Дулич смотрел на арестанта, свалившегося к его ногам, ощущая тяжесть и теплоту его тела, с мукой удерживаясь, чтобы не отодвинуться. Ему было отвратительно это сладковатое, выматывающее душу прикосновение — и не удар, и не кара, а воспринимаешь его как кару, наложенную на него за то, что он слишком предался своим чувствам вместо того, чтобы хладнокровно следовать к цели. Он знал, что и охранники заметили его промах, хотя и сами, подскочив, по его примеру принялись ногами избивать арестанта.

— Хватит, — приказал он им, будто они по ошибке перегнули палку. — Он еще должен заговорить.

Но шансов на это было сейчас немного. Остоин лежал неподвижно, оставалось ждать, лицом к лицу с охранниками, терпеть их подло отворачивающиеся взгляды, что жгло его больше открытого укора. Он стряхнул со своей ноги плечо юноши, застрявшее у его щиколоток — и тело, как разжавшаяся пружина, растянулось по полу, будто изготовилось поспать на боку.

— Облейте-ка его водой.

Оба охранника послушно вскинулись, но Карой Надь оказался ловчее и, схватив с пола ведро, бросился к дверям.

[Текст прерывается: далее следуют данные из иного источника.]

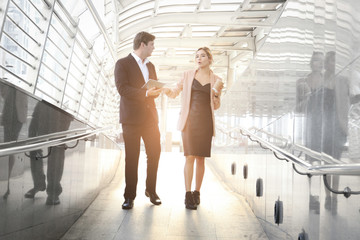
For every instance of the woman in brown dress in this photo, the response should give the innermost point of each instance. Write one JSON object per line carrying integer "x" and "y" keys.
{"x": 196, "y": 121}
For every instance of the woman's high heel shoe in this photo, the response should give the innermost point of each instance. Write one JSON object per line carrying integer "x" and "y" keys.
{"x": 196, "y": 196}
{"x": 189, "y": 201}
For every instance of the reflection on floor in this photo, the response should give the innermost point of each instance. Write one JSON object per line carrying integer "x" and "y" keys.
{"x": 222, "y": 214}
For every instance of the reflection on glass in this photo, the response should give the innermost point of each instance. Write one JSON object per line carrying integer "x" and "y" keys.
{"x": 14, "y": 114}
{"x": 45, "y": 120}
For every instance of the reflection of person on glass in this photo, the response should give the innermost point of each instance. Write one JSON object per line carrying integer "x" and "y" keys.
{"x": 199, "y": 100}
{"x": 14, "y": 114}
{"x": 138, "y": 116}
{"x": 335, "y": 120}
{"x": 309, "y": 101}
{"x": 45, "y": 120}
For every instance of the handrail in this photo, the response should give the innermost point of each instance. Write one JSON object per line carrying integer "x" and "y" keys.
{"x": 44, "y": 137}
{"x": 333, "y": 169}
{"x": 314, "y": 154}
{"x": 50, "y": 143}
{"x": 293, "y": 146}
{"x": 275, "y": 149}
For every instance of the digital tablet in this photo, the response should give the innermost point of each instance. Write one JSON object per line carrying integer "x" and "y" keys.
{"x": 153, "y": 83}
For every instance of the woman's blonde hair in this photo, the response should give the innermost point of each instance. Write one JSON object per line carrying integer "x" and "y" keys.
{"x": 208, "y": 53}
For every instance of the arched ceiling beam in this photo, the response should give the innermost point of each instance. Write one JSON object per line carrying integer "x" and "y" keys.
{"x": 215, "y": 18}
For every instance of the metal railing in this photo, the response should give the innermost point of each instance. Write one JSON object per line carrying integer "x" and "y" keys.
{"x": 310, "y": 170}
{"x": 49, "y": 140}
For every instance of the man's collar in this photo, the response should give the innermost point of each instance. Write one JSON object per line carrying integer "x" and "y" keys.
{"x": 138, "y": 59}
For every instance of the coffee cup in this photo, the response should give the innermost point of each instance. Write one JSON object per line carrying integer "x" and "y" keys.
{"x": 218, "y": 86}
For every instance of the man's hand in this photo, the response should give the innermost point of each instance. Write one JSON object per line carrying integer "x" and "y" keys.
{"x": 167, "y": 91}
{"x": 153, "y": 92}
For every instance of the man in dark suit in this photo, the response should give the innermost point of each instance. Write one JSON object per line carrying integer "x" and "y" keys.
{"x": 138, "y": 116}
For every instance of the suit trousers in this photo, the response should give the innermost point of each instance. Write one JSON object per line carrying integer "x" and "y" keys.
{"x": 132, "y": 134}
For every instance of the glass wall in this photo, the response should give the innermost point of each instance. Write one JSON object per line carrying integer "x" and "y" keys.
{"x": 301, "y": 94}
{"x": 48, "y": 49}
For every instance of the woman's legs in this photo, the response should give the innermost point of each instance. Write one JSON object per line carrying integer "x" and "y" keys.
{"x": 188, "y": 172}
{"x": 200, "y": 170}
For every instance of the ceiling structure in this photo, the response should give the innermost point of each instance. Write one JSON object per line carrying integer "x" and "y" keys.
{"x": 232, "y": 29}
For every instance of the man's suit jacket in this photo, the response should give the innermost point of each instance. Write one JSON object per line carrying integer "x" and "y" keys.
{"x": 135, "y": 107}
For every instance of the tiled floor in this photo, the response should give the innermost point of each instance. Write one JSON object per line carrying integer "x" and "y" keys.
{"x": 221, "y": 215}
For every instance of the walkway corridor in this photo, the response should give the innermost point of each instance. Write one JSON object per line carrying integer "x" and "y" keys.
{"x": 222, "y": 214}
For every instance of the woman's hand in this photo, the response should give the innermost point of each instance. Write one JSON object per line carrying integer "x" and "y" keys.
{"x": 153, "y": 92}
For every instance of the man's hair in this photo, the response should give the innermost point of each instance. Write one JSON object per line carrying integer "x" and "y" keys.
{"x": 144, "y": 37}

— Я принесу, — крикнул он.

Водопровод в подвал проведен не был, что являлось причиной постоянных хождений туда и обратно, шла ли речь о том, чтоб привести в чувство потерявших сознание заключенных, или же вода требовалась следователям для питья. Дулич и здесь видел непорядок, ему захотелось сказать об этом незнакомому охраннику, но он воздержался: не стоило чернить руководство! Исподлобья взглянул на него: сплющенное пепельно-серое лицо с реденькими, подстриженными усиками; будто наедине с собой, служивый вдохновенно ковырял в курносом носу громадным, мясистым пальцем. Дулич отвернулся. Уродливость физиономии охранника, с безразличием идиота ковырявшего в носу, настолько не соответствовало ладно выкроенному лицу Остоина, что ему пришла в голову мысль: до чего ж несправедливо и неестественно, что истязатель и истязуемый не поменялись ролями! Но, — тут же заключил он, — сравнение это бьет и по нему самому, собственно, по нему-то и бьет, может, оно и возникло в глубине его сознания, чтобы его помучить. Он всегда считал свою внешность подлинным наказанием: низенький, спина сутулая, узкое костлявое лицо, близко посаженные, будто косящие глаза. Единственно, волосы у него были хорошие, очень темные и волнистые, и он заботливо за ними следил, но даже и их не сумел передать Ежику — у сына была лохматая, во все стороны торчащая жесткая грива, из-за чего он сам, наполовину в шутку, а наполовину с горечью, еще когда тот был совсем маленьким, дал сыну прозвище Ежик (Sünöcske по-венгерски), так и прижившееся в их доме.

Ежик! Сейчас он, конечно же, весь горит, как и утром, перед тем как ему уйти на службу, похудевший, прозрачный, с обманчивыми, румяными пятнами на осунувшихся щеках, беспомощно помаргивающий близко поставленными крошечными глазками. Совсем жалкий. И всегда он был жалкий, и ничем ему не поможешь, никакими силами не избавишь от хилой фигурки, тонюсеньких костей да блеклой кожи. Ни в чем у него недостатка нет — ни в еде, которой он, отец, в его возрасте не имел, ни в теплой одежде… Нежностью вот разве обделял его, с виду по крайней мере, но тут жена виновата, постоянно дрожавшая над сыном, будто того каждую минуту подстерегает смерть. Дулич силком пытался разуверить их обоих, закалял сына строгостью обращения, готовя его к суровой жизни, его ожидающей, но вместо того чтобы окрепнуть, Ежик таял на глазах, не выбираясь из хворей и следуя не его наставлениям и подбадриваниям, а зловещим предсказаниям матери. И сейчас, едва вспомнив о сыне, Дулич ощутил неодолимую потребность оказаться возле него, поддержать, прикосновеньем руки помочь одолеть болезнь, но знал — ничего хорошего из этого не получится, как никогда не получалось — лишь напугал бы его еще больше.